Bam bas bat bamus batis bant. Seems so.’

‘Why is it that the memory cells are the hardest ones to kill?’

‘Come on now, get your legs moving. Your blood will renew! Your liver will rejoice!’

‘Maybe you could just push me round a park in a bath chair, like Heidi with Clara.’

But we didn’t have time for a walk in the end. We had to be at the church for midday. I’d forgotten to hang up the dress I’d brought, so it was creased all over and the thin grey fabric hung off me like the skin of an octogenarian elephant. I’d taken three Nurofen Express and felt altitudinous. Tyler was wearing her fish-scale top and one of Jean’s trouser suits. We stood out on the street smoking, waiting for the cars, jacking up our morale by blowing smoke rings and headbutting them. Soon a minibus and a beautiful big white car turned the corner. I whistled. The car soared along, like a plane.

‘Always wanted to drive a Rolls,’ said Tyler, twisting her heel on the end of her fag.

‘No,’ said Jean firmly, taking her by the arm and leading us towards the minibus.
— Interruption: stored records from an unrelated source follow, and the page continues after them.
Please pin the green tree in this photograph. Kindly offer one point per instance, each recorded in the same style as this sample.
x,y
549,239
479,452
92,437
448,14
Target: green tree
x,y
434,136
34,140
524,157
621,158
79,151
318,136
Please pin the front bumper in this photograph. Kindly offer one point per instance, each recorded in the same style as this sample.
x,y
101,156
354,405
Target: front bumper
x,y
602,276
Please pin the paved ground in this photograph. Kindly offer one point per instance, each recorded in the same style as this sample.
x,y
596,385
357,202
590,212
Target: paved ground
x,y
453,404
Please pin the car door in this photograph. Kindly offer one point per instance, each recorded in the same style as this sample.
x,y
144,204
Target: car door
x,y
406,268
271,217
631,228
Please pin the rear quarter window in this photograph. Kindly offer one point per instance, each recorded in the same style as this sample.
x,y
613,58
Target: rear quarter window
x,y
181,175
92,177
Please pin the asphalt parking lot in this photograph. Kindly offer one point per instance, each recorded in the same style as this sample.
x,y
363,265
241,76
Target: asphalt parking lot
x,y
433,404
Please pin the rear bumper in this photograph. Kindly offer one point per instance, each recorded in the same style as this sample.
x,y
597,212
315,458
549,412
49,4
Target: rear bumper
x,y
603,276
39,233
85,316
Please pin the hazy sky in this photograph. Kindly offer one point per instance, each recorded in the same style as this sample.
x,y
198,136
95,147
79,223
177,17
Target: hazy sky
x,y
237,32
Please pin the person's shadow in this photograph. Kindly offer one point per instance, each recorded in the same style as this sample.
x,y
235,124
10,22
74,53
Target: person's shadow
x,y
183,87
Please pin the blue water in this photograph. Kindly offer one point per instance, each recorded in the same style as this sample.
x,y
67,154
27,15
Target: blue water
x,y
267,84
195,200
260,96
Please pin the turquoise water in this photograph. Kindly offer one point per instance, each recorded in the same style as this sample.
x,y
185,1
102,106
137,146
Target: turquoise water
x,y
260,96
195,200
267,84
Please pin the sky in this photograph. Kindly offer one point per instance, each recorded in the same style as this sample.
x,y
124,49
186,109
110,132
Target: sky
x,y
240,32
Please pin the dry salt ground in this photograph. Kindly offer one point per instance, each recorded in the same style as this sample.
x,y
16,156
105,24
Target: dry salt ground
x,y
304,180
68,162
Stepping inside a church felt, as always, like an ornate form of excavation. The statues, the dust and the wood; alien archaeology, with signs and symbols to be sought and interpreted. I walked down to the front and sat and waited while Tyler and her family stood greeting people at the door. I sang the hymns gutsily, not sure who or what I wanted to notice me. After the ceremony I snuck outside and went round to the side of the church, disappearing behind a tree. I sparked up and wondered what to do with my dimp when the time came.

‘Are you a friend of the family?’

I turned to see the vicar standing by a small door. A dog collar under a black turtleneck. Creature on creature on creature.

‘Yes,’ I said, looking guiltily at my fag.

‘Don’t worry about that. I often nip out here for a joint after funerals.’

I looked at the floor. It was littered with jack-knifed joint-ends. I said: ‘That was a lovely service.’